Du hast Lust, deine Harmoniesucht zu überwinden? Dann könnte abunDance genau das richtige für dich sein!
Liebe Judith,
ich bin auf Deinen Text gestoßen, weil ich nach einem Begriff suche, von dem ich glaubte, dass es „Harmonie“ sei. Ist in Deinen Augen „Harmonie“ nur das, was entsteht, wenn ich Konflikte unter den Teppich kehre? Ist Harmonie nicht auch das, was entsteht, wenn ein Konflikt gelöst wurde?
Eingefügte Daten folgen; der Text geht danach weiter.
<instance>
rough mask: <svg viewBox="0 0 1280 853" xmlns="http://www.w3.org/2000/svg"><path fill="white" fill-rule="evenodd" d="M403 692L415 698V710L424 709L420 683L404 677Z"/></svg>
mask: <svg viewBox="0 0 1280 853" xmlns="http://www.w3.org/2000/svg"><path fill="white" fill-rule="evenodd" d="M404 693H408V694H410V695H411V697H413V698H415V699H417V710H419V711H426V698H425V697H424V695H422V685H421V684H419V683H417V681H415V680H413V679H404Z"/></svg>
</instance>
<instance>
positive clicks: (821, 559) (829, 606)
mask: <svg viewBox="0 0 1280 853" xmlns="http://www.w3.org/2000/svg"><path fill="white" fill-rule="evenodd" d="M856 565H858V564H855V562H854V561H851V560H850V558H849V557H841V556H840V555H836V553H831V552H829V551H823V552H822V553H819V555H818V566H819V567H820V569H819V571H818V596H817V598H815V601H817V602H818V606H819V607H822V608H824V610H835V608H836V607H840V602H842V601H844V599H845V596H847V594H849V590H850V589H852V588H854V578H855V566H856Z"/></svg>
M.a.W. kann es auch eine positive Ausprägung der Harmoniesucht geben, weil sie mich antreibt, Konflikte ans Licht zu bringen, anzusprechen und zu lösen?
Hej Leif,
danke dir für deine Gedanken!
Harmonie ist das, was entsteht, wenn wir Konflikte lösen und mit ihnen sind. Mir war es wichtig, den Unterschied zu zeigen: Harmonie bedeutet nicht, dass es keine Konflikte gibt, sondern dass der Umgang mit ihnen die Harmonie möglich macht – oder man sich bewusst dagegen entscheidet.